Small bowel infarction

Case contributed by RMH Core Conditions
Diagnosis certain

Presentation

Small bowel vasculitis. Now increasing abdominal pain, vomiting ?small bowel ischemia.

Patient Data

Age: 70
Gender: Female

Abdomen/Pelvis

ct

There is a long segment (approximately 30cm) of infarcted distal small intestine evidenced by lack of mucosal enhancement and florid pneumatosis intestinalis. No perforation. No definite focal vascular occlusion is seen. No evidence of large vessel vasculitis seen. Multiple loops of prominent fluid-filled small intestine are seen, but there is no evidence of intestinal obstruction. There are 2 short segments of proximal small intestine circumferential mucosal thickening along the left flank . There is mottled attenuation of the spleen, with extensive areas of non-enhancement, in keeping with large regions of infarct, substantially progressed compared to the previous study.

Conclusion:

Distal small intestinal infarct, as above. No perforation or collection seen. Large multifocal splenic infarcts, substantially progressed. Short segment small intestinal mucosal thickening, non-specific, possibly inflammatory. No macro-vascular abnormality seen. Changes in the liver, kidneys and spleen consistent with microinfarctions.

Annotated image

Yellow arrow indicates infarcted bowel loop demonstrating pneumatosis intestinalis and non-enhancing bowel wall. 

Case Discussion

The patient proceeded to laparotomy and small bowel resection.

Histopathology

Small bowel resection: Hemorrhagic ischemic necrosis. Many abnormal arteries in the mesentery, consistent with chronic stage of healed vasculitis. Viable resection margins.

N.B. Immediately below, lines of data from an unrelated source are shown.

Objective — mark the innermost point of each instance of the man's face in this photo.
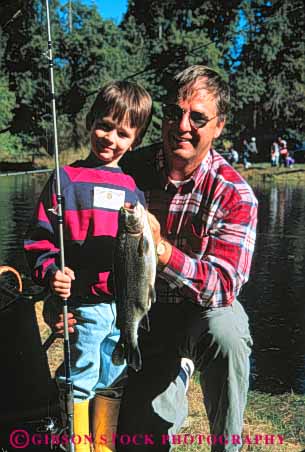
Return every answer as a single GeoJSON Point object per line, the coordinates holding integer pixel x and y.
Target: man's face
{"type": "Point", "coordinates": [183, 142]}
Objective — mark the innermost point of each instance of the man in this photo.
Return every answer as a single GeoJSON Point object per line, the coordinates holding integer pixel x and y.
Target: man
{"type": "Point", "coordinates": [203, 216]}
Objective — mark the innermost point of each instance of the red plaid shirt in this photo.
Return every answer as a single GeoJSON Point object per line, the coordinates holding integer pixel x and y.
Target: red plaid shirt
{"type": "Point", "coordinates": [211, 223]}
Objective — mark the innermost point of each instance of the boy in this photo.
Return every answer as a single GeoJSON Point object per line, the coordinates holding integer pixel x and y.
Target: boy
{"type": "Point", "coordinates": [93, 192]}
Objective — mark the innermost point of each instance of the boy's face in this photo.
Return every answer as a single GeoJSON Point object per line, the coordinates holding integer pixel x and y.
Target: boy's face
{"type": "Point", "coordinates": [110, 141]}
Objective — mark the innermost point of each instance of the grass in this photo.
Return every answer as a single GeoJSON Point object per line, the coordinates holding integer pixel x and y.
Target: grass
{"type": "Point", "coordinates": [266, 414]}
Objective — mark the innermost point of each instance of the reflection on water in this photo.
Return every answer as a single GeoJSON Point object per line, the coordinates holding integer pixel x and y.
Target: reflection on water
{"type": "Point", "coordinates": [274, 297]}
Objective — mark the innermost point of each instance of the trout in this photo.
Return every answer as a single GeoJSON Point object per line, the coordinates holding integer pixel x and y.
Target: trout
{"type": "Point", "coordinates": [134, 270]}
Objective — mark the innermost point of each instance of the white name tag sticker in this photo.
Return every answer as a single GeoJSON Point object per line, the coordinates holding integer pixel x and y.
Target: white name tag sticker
{"type": "Point", "coordinates": [108, 198]}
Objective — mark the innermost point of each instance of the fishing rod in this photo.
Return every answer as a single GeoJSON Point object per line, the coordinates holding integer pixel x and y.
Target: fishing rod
{"type": "Point", "coordinates": [67, 353]}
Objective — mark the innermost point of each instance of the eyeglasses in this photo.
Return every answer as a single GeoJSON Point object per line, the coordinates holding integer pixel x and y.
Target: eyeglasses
{"type": "Point", "coordinates": [174, 113]}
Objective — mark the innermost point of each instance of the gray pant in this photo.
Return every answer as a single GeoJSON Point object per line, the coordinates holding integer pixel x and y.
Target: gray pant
{"type": "Point", "coordinates": [219, 343]}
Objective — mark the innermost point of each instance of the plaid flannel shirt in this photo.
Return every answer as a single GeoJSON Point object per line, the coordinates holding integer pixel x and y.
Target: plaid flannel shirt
{"type": "Point", "coordinates": [211, 223]}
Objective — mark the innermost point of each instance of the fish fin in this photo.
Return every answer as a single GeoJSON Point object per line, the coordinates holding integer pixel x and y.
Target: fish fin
{"type": "Point", "coordinates": [134, 359]}
{"type": "Point", "coordinates": [118, 354]}
{"type": "Point", "coordinates": [145, 323]}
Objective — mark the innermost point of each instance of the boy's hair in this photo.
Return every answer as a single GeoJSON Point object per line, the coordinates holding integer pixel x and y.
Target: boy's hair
{"type": "Point", "coordinates": [202, 77]}
{"type": "Point", "coordinates": [124, 101]}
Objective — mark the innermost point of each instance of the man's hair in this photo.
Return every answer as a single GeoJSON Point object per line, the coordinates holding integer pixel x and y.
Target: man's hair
{"type": "Point", "coordinates": [124, 101]}
{"type": "Point", "coordinates": [198, 77]}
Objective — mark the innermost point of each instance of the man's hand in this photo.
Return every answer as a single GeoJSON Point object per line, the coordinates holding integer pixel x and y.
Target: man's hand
{"type": "Point", "coordinates": [60, 282]}
{"type": "Point", "coordinates": [59, 325]}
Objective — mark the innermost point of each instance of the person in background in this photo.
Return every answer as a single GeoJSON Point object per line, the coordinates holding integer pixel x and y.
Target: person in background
{"type": "Point", "coordinates": [283, 151]}
{"type": "Point", "coordinates": [253, 148]}
{"type": "Point", "coordinates": [94, 190]}
{"type": "Point", "coordinates": [234, 156]}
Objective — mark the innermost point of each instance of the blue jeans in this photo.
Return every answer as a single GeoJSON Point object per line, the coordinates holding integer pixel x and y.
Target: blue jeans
{"type": "Point", "coordinates": [218, 341]}
{"type": "Point", "coordinates": [92, 345]}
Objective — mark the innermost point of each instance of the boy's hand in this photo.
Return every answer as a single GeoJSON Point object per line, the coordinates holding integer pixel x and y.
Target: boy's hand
{"type": "Point", "coordinates": [60, 282]}
{"type": "Point", "coordinates": [59, 325]}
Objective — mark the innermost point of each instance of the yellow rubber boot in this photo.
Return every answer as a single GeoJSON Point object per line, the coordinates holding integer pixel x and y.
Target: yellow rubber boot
{"type": "Point", "coordinates": [105, 415]}
{"type": "Point", "coordinates": [81, 426]}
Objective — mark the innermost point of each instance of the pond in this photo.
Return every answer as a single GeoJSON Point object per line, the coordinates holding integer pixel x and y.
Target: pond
{"type": "Point", "coordinates": [274, 297]}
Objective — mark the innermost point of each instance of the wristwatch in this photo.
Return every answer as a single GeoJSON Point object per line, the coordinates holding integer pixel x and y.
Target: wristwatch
{"type": "Point", "coordinates": [161, 248]}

Comment: Most of the arteries show features consistent with chronic stage of healed vasculitis. No necrotizing vasculitis or granulomas are seen. There are occasional vessels showing slightly more active lymphocytic vasculitis. The overall appearances are not specific regarding the vasculitis subtype. However, given the history of hepatitis B with high serum titer, hepatitis B-associated polyarteritis nodosa is a definite possibility.